Discussion at the March 22 Wellington North council meeting took an interesting turn during deliberation on the municipality’s sewage allocation policy.
While the above sentence is clearly one which could be written with a straight face only by a die-hard municipal beat reporter, it is nonetheless true.
While debating some minor tweaks to the policy, which is designed to allow council some control over growth through limitations on the amount of capacity released annually, councillor Dan Yake asked if the policy was bringing pressure on staff from developers who want to move faster than allocations allow.
Mayor Andy Lennox took a stance rarely voiced at such gatherings: that it doesn’t much matter.
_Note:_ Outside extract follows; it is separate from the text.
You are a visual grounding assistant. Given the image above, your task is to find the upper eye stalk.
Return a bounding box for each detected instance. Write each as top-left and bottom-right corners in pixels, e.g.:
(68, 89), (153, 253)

The mayor pointed out the pressure staff and council feel from the development community represents only one side of the equation.
“Their economics tell them sometimes that building quicker is better, and that is in conflict with what we’re trying to do, which is make sure the community is, and continues to be, a great place to live. So if some of the developers have to adjust some of their economics to make it work, then to me that’s completely appropriate because we are doing the things that we believe are right for our community in the long run,” Lennox stated.
“I often get the comment, ‘Well, why do we need to grow at all? I love the community the way it is,’” explained Lennox, who continued by noting Wellington North has “some fantastic places to live now and we don’t have to have growth at all to continue to have fantastic places to live.”
This is a pretty radical departure from the usual kowtowing to developers that goes on among many councils desperate for development and the increased assessment dollars that come with it.
There’s an argument to be made in support of Lennox’s position here, both in terms of maintaining a small-town atmosphere, which was his primary point, and perhaps fiscally as well. Municipal finance staff often assert that increased assessment allows a municipality to spread costs around, which helps keep taxes down, and tools like development charges mean that “growth pays for growth” without burdening current ratepayers.
And yet, if any small-town homeowners were to conduct the mental exercise of moving their current abode to a significantly larger centre, they would likely find the combination of their home’s higher individual assessment and the local mill rate would see them paying even more property tax on the same type of house.
So who needs growth?
Well, we all do, it can also be argued. Financially, as communities that aren’t renewed with both new residents and new infrastructure will atrophy and end up with a smaller pool of hangers-on left to pay for ongoing maintenance and upgrades needed to remain viable.
And then there’s the whole question of why are the “rights” of residents already here more important than those of people seeking to move in, or to branch out from their family homes into places of their own? Is the latter’s need for affordable housing less imperative than the sanctity of the single-family home neighbourhood?